Article 4 With regard to disputes over mediation set forth in Article 5 paragraph 1 of the Act on Promoting the Resolution of Individual Labor-Related Disputes (Act No. 112 of 2001) (including the cases where applied by replacing terms pursuant to the provision of Article 21 paragraph 1 of the same Act) that are actually pending at the time of enforcement of the provisions listed in Article 1 item (iii) of the Supplementary Provisions before the Dispute Coordinating Committee set forth in Article 6 paragraph 1 of the same Act or a mediator appointed pursuant to the provision of Article 5 paragraph 1 of the same Act as applied by replacing terms pursuant to the provision of Article 21 paragraph 1 of the same Act, the provisions then in force shall remain applicable, notwithstanding the provision of Article 52-3 of the New Act (including the cases where applied by replacing terms pursuant to the provision of Article 60 paragraph 2 of the New Act).

(Transitional Measures for the Penal Provisions)

Article 5 With regard to the application of penal provisions to acts committed prior to the effective date of the provisions listed in Article 1 item (ii) of the Supplementary Provisions, the provisions then in force shall remain applicable.

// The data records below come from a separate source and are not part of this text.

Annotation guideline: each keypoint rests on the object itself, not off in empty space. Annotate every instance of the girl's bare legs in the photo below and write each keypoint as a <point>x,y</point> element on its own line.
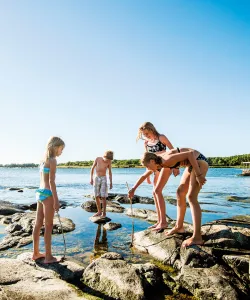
<point>181,203</point>
<point>99,209</point>
<point>156,203</point>
<point>48,211</point>
<point>104,204</point>
<point>36,232</point>
<point>194,189</point>
<point>159,200</point>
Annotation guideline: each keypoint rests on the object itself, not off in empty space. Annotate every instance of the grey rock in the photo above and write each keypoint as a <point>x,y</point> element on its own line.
<point>22,280</point>
<point>90,206</point>
<point>99,220</point>
<point>211,283</point>
<point>21,226</point>
<point>112,226</point>
<point>147,214</point>
<point>163,248</point>
<point>240,265</point>
<point>123,282</point>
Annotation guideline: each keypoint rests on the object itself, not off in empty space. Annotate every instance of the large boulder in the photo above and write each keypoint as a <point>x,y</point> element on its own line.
<point>147,214</point>
<point>21,226</point>
<point>114,277</point>
<point>22,279</point>
<point>212,283</point>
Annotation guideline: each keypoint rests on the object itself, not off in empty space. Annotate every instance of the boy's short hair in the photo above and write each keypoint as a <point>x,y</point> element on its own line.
<point>109,154</point>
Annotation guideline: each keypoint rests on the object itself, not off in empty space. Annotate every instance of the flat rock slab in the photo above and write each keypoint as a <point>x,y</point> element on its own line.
<point>26,280</point>
<point>147,214</point>
<point>113,276</point>
<point>20,227</point>
<point>99,220</point>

(Delegation to Cabinet Order)

Article 6 In addition to those provided for in these Supplementary Provisions, necessary transitional measures for the enforcement of this Act (including transitional measures for penal provisions) shall be specified by Cabinet Order.

(Review)

Article 7 When five years have elapsed after the enforcement of this Act, the government shall review the status of enforcement of the provisions revised by this Act and, if necessary, take required measures based on the results of the review.

Supplementary Provisions [Act No. 61 of December 3, 2010] [Extract]

(Effective Date)

Article 1 This Act shall come into effect as of April 1, 2011.